A detainee from Afghanistan is carried on a stretcher before being interrogated by military officials at the detention facility Camp X-Ray on Guantanamo Bay U.S. Naval Base in Cuba on Feb. 2, 2002. (AP Photo/Lynne Sladky)
"Every single time I read one of the event's descriptions, I would just be horrified," she said. "I could have finished it earlier but it was so grim … it was difficult to read about these things that were happening to my people, to our ummah (community), and realize that this was planned."
When viewers pair that language with her drawings, she said, they will walk away with a better understanding of how the war on terror has impacted Muslims.
"Reading what happened in 2001 doesn't compare to seeing what happened in 2001," she said. "You can read anything and it won't always resonate with you. The hope is that a graphic timeline will invigorate some emotions."
But the timeline may also serve as a wakeup call for Muslims who have missed the global impact of the campaign against terrorism.
Hilal told Religion News Service that war on terror policies have created a "sense of hierarchy" and "false distinction" between the rights of U.S. citizens and noncitizens, so much so that most Muslim civil rights groups have left behind noncitizens in their advocacy, particularly detainees like those in Guantanamo Bay.
"Guantanamo sets the moral boundaries of what is considered acceptable treatment for Muslims," Hilal said of the prison where dozens of detainees remain without charge. "When you have a place where the most egregious forms of torture have been utilized against Muslims, then anything less than that is considered almost benign."
The work is equally critical for non-Muslim audiences and "all people who care about creating a more just world," said the Rev.
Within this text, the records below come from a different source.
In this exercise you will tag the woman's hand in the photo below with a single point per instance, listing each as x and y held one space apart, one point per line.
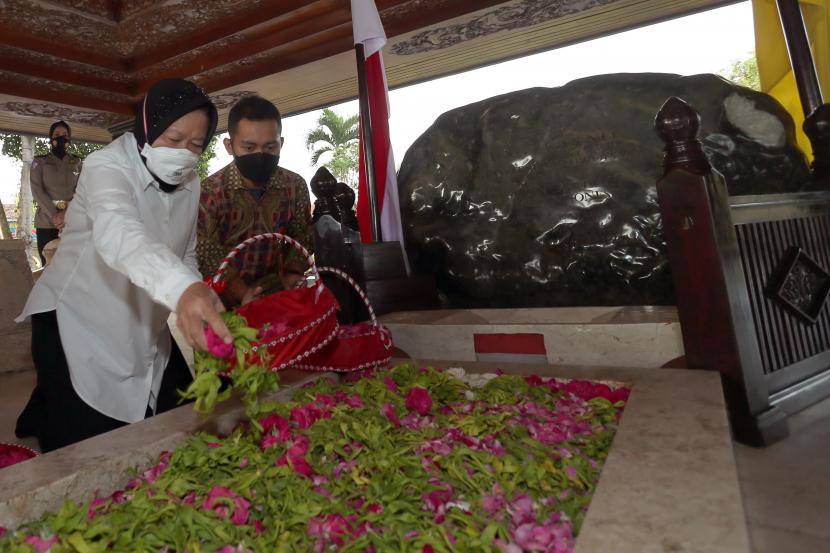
197 306
251 294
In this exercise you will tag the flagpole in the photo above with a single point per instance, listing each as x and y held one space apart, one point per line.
801 58
368 144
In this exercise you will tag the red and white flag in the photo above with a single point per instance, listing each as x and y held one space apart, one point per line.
368 30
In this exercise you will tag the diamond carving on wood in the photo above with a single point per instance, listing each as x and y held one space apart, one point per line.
802 285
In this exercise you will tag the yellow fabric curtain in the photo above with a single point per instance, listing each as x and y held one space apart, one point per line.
774 67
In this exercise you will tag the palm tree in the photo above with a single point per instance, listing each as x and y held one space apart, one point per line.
338 136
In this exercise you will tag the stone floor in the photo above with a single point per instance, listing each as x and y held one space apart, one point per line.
786 487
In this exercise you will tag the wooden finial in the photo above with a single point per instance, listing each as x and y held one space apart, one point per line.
344 197
324 185
677 123
817 128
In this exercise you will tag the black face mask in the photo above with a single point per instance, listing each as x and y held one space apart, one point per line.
59 149
258 167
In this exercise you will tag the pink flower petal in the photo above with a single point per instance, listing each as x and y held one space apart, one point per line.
418 401
41 545
389 412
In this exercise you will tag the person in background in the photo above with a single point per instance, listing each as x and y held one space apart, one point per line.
53 177
101 346
250 196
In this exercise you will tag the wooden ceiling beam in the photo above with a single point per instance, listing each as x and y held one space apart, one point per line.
34 92
284 14
17 65
326 29
338 40
26 41
114 7
281 61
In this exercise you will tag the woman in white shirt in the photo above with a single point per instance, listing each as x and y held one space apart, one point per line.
101 346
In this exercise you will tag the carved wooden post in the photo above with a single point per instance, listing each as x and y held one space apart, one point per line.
817 128
324 185
344 198
700 236
801 58
678 123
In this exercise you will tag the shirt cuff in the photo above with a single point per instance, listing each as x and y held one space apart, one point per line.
174 286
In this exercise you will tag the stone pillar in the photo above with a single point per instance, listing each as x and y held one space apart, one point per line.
26 215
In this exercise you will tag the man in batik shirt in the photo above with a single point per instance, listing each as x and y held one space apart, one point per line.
251 196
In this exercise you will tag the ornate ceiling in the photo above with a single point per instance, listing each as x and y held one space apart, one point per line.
89 61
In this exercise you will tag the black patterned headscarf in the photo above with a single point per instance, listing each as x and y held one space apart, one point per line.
167 101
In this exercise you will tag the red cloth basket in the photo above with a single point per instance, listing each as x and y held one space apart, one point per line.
293 324
361 346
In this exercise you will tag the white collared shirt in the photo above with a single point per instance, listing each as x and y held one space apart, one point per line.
126 255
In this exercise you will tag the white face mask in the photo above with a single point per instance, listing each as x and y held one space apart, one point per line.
172 165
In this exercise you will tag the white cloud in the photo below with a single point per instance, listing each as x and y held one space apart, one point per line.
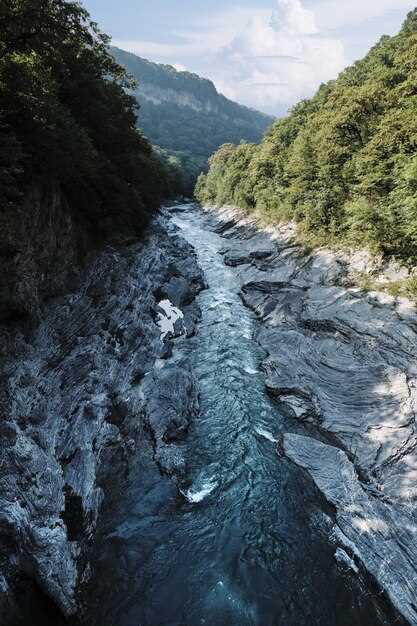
270 59
276 60
330 14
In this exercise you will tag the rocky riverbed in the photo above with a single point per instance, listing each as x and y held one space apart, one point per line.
80 383
345 363
212 427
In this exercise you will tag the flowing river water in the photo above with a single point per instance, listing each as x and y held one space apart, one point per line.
246 539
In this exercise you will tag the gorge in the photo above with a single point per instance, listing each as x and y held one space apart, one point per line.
237 475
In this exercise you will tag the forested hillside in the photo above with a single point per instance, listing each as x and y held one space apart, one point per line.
64 114
343 164
185 115
74 169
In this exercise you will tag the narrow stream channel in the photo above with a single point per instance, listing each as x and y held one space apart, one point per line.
247 541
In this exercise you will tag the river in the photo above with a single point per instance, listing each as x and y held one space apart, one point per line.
245 539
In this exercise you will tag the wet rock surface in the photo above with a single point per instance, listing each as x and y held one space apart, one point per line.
78 387
345 363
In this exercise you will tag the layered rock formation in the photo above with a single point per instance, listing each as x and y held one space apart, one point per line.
80 381
344 363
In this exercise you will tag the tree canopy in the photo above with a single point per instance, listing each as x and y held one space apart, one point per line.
65 115
342 164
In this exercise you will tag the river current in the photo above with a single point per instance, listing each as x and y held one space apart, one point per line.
245 539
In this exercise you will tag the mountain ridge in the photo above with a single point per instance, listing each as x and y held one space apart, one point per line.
185 115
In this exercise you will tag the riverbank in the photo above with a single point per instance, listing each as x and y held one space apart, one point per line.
80 384
344 362
244 538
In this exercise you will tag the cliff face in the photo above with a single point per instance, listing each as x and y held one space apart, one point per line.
184 113
73 397
342 362
41 247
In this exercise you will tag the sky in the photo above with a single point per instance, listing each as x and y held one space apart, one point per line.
266 54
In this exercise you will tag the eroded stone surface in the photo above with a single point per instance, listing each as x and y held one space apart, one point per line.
345 362
75 388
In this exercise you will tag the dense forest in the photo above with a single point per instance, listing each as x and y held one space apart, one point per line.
343 164
185 115
65 116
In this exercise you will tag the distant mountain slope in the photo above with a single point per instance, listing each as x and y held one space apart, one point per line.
344 163
184 114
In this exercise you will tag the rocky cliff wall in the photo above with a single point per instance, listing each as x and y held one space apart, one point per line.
79 388
343 362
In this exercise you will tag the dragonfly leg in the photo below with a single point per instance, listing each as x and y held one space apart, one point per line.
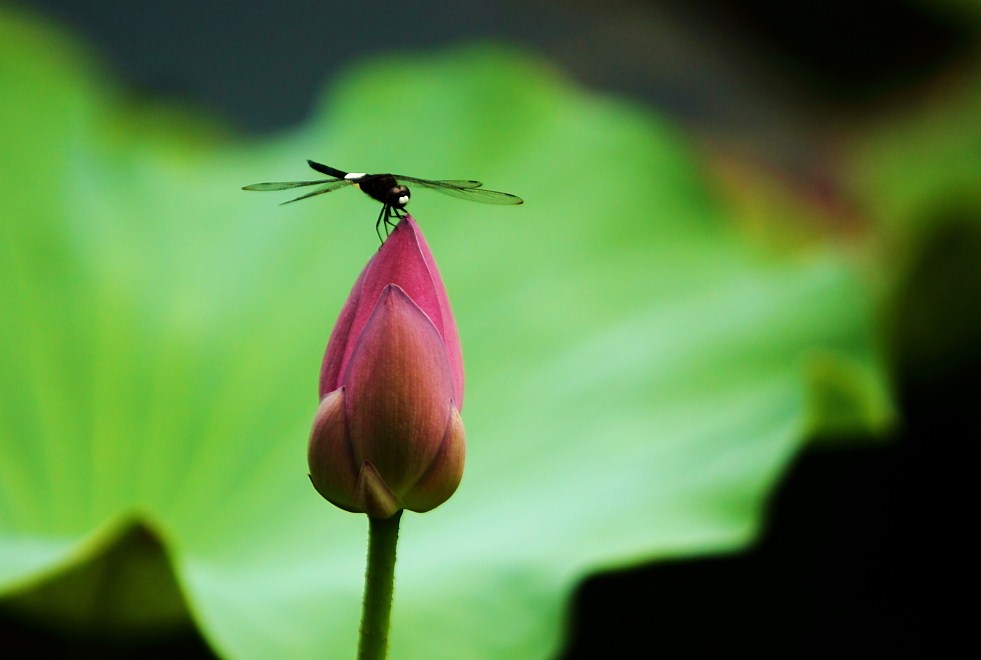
382 217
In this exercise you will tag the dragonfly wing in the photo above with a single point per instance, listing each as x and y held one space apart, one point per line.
284 185
440 183
463 189
329 186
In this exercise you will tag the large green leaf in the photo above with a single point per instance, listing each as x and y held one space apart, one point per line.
639 373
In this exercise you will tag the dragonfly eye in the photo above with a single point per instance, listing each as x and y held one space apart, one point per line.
398 196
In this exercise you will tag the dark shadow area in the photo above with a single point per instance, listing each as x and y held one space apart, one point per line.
867 550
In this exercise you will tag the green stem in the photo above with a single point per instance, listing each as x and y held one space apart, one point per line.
379 581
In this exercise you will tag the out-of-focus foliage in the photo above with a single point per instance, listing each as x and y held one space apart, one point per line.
640 368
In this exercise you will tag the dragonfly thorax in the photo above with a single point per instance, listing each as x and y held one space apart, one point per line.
385 189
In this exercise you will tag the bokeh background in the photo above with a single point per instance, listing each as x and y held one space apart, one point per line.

Erik Martínez Resly, who founded The Sanctuaries and oversaw the timeline's production.
"People will understand and really feel the impact of these policies and the broader structure of Islamophobia on their lives and the lives of people that they know and love," Martinez Resly said. "They'll see that this isn't just a set of abstract policies, but this viscerally impacts people's lives in oftentimes violent and cruel ways. I hope, with the way we're depicting it, they leave with a deepened sense of how this has been constructed and, by extension, how we can deconstruct it."
"What's striking is how much power the government wielded and how all these policies were put in place, and just caused so much trauma to Muslims in the name of protecting Americans," said Dwyer, who designed the timeline. "And how much of it actually worked? Seems like not much."